Model summary vector memory limit reached

I’ve been using brms to run a multivariate model. It’s a complex model with a large dataset (c.80k respondents with repeated observations and nested and crossed factors and four separate predicted variables). It takes a long time to run but it gets there eventually. Last year (2020) I ran this model with an earlier version of cmdstan and brms and the model worked and I was able to view the model using the summary command. I have re-run it this year with the latest version of packages installed in R (brms with cmdstan backend) and the modelling completes but this time I run into a vector memory limit error when trying to get a summary of the model (see below). I’m not sure why. The model is the same, so I suspect that there has been a change to the way the summary command operates? Does anyone have any similar experience or advice? Is there anyway to limit what summary is trying to do?
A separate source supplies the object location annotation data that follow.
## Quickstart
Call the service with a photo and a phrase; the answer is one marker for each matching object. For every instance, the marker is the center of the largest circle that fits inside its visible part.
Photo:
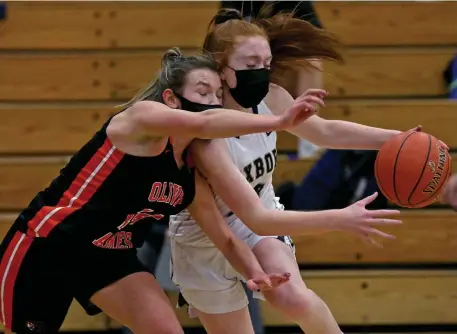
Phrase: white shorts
(207, 281)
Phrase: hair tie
(232, 15)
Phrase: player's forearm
(276, 222)
(347, 135)
(241, 258)
(224, 123)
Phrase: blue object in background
(2, 10)
(450, 76)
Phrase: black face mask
(194, 106)
(251, 86)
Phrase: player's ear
(170, 99)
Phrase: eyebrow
(257, 56)
(203, 83)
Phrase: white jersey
(255, 156)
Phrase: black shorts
(39, 279)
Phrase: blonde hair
(172, 75)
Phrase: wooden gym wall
(64, 66)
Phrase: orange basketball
(412, 168)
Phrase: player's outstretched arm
(204, 210)
(336, 134)
(213, 161)
(156, 119)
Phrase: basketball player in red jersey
(77, 238)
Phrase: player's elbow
(255, 219)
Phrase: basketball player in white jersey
(208, 283)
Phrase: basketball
(412, 168)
I guess I could reduce the model object matrix through some sort of post modelling thinning, but not sure how to set this up - would appreciate also any insights into how to do this prior to summary(mod) etc.

> summary(mod)
Error in paste(calltext, collapse = " ") : 
  result would exceed 2^31-1 bytes
Error in paste(deparse(object, width.cutoff = 500L), collapse = " ") : 
  result would exceed 2^31-1 bytes
Error in paste(deparse(object, width.cutoff = 500L), collapse = " ") : 
  result would exceed 2^31-1 bytes
Error in paste(deparse(object, width.cutoff = 500L), collapse = " ") : 
  result would exceed 2^31-1 bytes
Error in paste(calltext, collapse = " ") : 
  result would exceed 2^31-1 bytes
Error in paste(calltext, collapse = " ") : 
  result would exceed 2^31-1 bytes
Error in paste(deparse(object, width.cutoff = 500L), collapse = " ") : 
  result would exceed 2^31-1 bytes

Operating System: Ubuntu
brms Version: 2020 model: 2.13/2.14; Latest model: 2.16

2 Likes

I am not aware of any specific changes that could cause this (@paul.buerkner would be the person to ask). However, you may want to try to use the posterior package - it should let you convert the brms fit to a draws_array object, where you can easily subset parameters and perform summaries. You’ll loose a tiny bit of brms functionality and convenience, but hopefully you’ll be able to bypass the issue.

Alternatively, you may access the $fit object and use rstan::summary (where you can also subset parameters prior to summarising).

Hope that works out for you!

This may very well be because posterior::summarize_draws is not as memory efficient as we may want it to be. Would you mind opening an issue on GitHub - stan-dev/posterior: The posterior R package about this?